The "Zhelatin gang"—named after the trojan it installed—was responsible for what started out as the "storm worm." First spotted earlier this year, the spread of the "storm worm" started via e-mails purporting to provide information on some dangerous storms in Europe at the close of January. Users who fell for it were directed to a web site containing malicious code aimed at turning Windows PCs into spam bots.

According to researchers, in late January the worm had accounted for 8 percent of global virus infections after a single weekend rampage.

Over time, e-mails containing links to the "storm worm" took on many forms, from supposed missile strikes to reports of genocide. Then last month security firm F-secure noted that the Zhelatin team had switched gears and was focusing on greeting-card spam. The e-mails originally directed users to a web site that prompted the download of ecard.exe, but eventually morphed slightly so that the link pointed to a site that claimed the user needed to install "Microsoft Data Access" in order to view the card. Naturally, this download installed a trojan on the user's computer for the purposes of relaying spam.
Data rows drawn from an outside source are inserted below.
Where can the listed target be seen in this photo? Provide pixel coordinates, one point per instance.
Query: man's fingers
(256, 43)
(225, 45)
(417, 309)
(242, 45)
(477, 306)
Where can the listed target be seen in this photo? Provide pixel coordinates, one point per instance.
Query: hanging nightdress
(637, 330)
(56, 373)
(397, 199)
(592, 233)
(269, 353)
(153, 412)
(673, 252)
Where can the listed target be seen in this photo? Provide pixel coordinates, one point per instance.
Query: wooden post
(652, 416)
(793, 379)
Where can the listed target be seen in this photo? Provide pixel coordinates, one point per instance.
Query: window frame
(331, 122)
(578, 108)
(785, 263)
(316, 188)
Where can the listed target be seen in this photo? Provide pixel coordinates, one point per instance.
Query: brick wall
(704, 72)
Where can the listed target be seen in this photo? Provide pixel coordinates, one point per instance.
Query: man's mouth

And that's when the changes began to speed up. Zhelatin changed its game mid-week to suggestive e-mails from lonely females, which prompted end users to click a link to see what they could do if they "get lonely." Days later, however, security firm Sophos noted that the e-mails had changed once again, this time to spam claiming to contain a link to an awesome new video on YouTube. Same tactic, same virus.
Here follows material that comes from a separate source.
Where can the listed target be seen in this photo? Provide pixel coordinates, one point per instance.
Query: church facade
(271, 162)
But if promises of Kelly Clarkson's latest music video in e-mail weren't enough, the worm has now switched its focus to blogs. Unlike the typical "comment spam" that many of us have grown used to on our personal blogs, the worm is actually getting into people's Blogspot accounts and creating new blog posts with links to the trojan.
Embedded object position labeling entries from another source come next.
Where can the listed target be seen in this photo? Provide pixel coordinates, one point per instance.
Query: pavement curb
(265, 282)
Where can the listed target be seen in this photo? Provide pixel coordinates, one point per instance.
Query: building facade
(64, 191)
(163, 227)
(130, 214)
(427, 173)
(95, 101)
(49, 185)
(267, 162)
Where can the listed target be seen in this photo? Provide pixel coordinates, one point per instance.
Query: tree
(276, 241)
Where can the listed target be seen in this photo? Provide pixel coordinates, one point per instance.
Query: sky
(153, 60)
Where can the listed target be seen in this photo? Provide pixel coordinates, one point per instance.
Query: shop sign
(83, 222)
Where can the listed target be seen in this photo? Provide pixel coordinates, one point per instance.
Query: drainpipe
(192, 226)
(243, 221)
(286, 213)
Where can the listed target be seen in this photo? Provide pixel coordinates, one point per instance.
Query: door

Posted by thingy on 2007-09-03 15:44:29
The latest one is through youtube messages. It's getting easier to track this as a non-security-expert seeing as they're the ones that get past my spam filter.

I run my email client in plain text so I can see bad links plain as day, and this last week I've been getting a sudden increase of messages sent to my youtube account which contain typical spam links. The number of these I've started receiving is equal to the number of spam messages from strange girls I've never heard of who are interested in me or think my schlong isn't up to the job.